Some Plotting Options: Summary Statistics, Pairwise Comparison Graphs, and MDS Plots.¶
In this tutorial we will explore various plotting options included in votekit
. To do so, we will not use real election data, but rather some generated preference profiles. votekit
allows us to choose many different models of ballot generator.
For simplicity, let's start with the Impartial Culture model, which assumes that when there are \(m\) candidates, a voter casts a ballot by choosing uniformly at random from the \(m!\) total linear orderings of the candidates.
import votekit.ballot_generator as bg
from votekit.plots import plot_summary_stats, plot_MDS, compute_MDS
from votekit.graphs import PairwiseComparisonGraph
from votekit.metrics import earth_mover_dist, lp_dist
from votekit.pref_interval import PreferenceInterval
from functools import partial
import matplotlib.pyplot as plt
# the list of candidates
candidates = ["A", "B", "C"]
# initializing the ballot generator
ic = bg.ImpartialCulture(candidates=candidates)
# generate 5 ballots under the IC model
number_of_ballots = 5
profile = ic.generate_profile(number_of_ballots)
# since this is a small preference profile, we can print the entire thing
print(profile)
Ballots Weight
(A, C, B) 2
(C, A, B) 1
(C, B, A) 1
(B, C, A) 1
votekit
comes with some basic summary statistics to help you analyze a profile. We can plot the number of first place votes each candidate received, the number of mentions they receive (i.e. the total number of times they appeared on a ballot), and a Borda count, which assigns \(n-1\) points to the first place winner of a ballot, \(n-2\) to the second place, ..., and 0 to the last place winner of a ballot.
fig = plot_summary_stats(profile, "first place votes", multi_color = False, title = "First Place Votes")
fig = plot_summary_stats(profile, "borda", multi_color = False, title = "Borda Scores")
fig = plot_summary_stats(profile, "mentions", multi_color = True, title = "Mentions")
Check for understanding: In the IC model we are using, why is the number of mentions uniform?
Graphs!¶
There are two kinds of graphs (networks) that votekit
generates, a pairwise comparison graph, and a ballot graph. The former has vertices=candidates, and an edge going from A to B if A is preferred to B more often in the given preference profile. The edge is given weight equal to the number of times A is preferred to B minus the number of times B is preferred to A. We'll discuss ballot graphs in a later tutorial.
PairwiseComparisonGraph
¶
PairwiseComparisonGraph
takes in a PreferenceProfile
. There is an optional ballot_length
parameter that determines the length of the ballot and then the PairwiseComparisonGraph
graph will randomly fill in any ballots that are too short. Since we are using IC ballots which have a full linear ranking, we don't need to worry about that.
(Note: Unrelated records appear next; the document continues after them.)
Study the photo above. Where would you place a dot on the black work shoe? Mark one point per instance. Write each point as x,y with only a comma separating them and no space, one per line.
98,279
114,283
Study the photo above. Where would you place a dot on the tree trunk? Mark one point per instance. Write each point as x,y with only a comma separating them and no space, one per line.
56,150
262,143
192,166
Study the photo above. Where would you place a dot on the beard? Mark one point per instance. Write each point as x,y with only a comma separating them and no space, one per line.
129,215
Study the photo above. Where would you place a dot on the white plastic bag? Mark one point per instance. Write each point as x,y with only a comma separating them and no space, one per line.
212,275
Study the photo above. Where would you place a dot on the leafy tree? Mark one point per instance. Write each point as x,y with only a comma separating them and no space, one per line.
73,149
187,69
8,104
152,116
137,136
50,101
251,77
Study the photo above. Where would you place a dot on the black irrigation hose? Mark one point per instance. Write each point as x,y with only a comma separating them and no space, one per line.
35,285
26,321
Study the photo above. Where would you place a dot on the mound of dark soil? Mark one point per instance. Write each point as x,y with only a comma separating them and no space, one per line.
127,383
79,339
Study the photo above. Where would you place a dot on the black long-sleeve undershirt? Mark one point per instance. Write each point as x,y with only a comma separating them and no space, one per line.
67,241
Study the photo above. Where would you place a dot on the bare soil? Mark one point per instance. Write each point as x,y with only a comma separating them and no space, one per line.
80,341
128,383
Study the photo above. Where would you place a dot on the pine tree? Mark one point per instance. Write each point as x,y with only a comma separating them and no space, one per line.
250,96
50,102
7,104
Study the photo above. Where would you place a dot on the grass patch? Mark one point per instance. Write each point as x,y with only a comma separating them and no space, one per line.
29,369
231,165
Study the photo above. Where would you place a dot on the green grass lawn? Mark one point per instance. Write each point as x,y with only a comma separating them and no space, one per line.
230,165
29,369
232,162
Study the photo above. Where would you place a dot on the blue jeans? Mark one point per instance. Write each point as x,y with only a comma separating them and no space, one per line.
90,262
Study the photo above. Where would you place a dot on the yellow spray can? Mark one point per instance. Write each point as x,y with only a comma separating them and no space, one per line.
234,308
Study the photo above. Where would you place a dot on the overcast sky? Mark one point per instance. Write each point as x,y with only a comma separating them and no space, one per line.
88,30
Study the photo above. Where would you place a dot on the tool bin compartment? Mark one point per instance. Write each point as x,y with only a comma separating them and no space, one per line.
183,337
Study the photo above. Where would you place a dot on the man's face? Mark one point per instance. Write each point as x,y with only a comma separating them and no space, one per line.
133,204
pwc_graph = PairwiseComparisonGraph(profile)
pwc_graph.draw()
Check for understanding: are the edge weights what you expect given your PreferenceProfile
?
PairwiseComparisonGraph
has methods for computing dominating tiers and the existence of a condorcet winner. A dominating tier is a group of candidates that beats every candidate not in the set in a head-to-head comparison. A condorcet winner is a candidate who wins every head-to-head contest with every other candidate.
print(pwc_graph.dominating_tiers())
print()
print(pwc_graph.has_condorcet_winner())
[{'C'}, {'A'}, {'B'}]
True
MDS Plots¶
One of the cool features of votekit
is that we can create MDS plots, using different notions of distance between preference profiles. An MDS plot, in short, is a 2D representation of high dimensional data that attempts to minimize the distortion of the data. votekit
comes with two distance metrics, the earthmover distance and the \(L_p\) distance.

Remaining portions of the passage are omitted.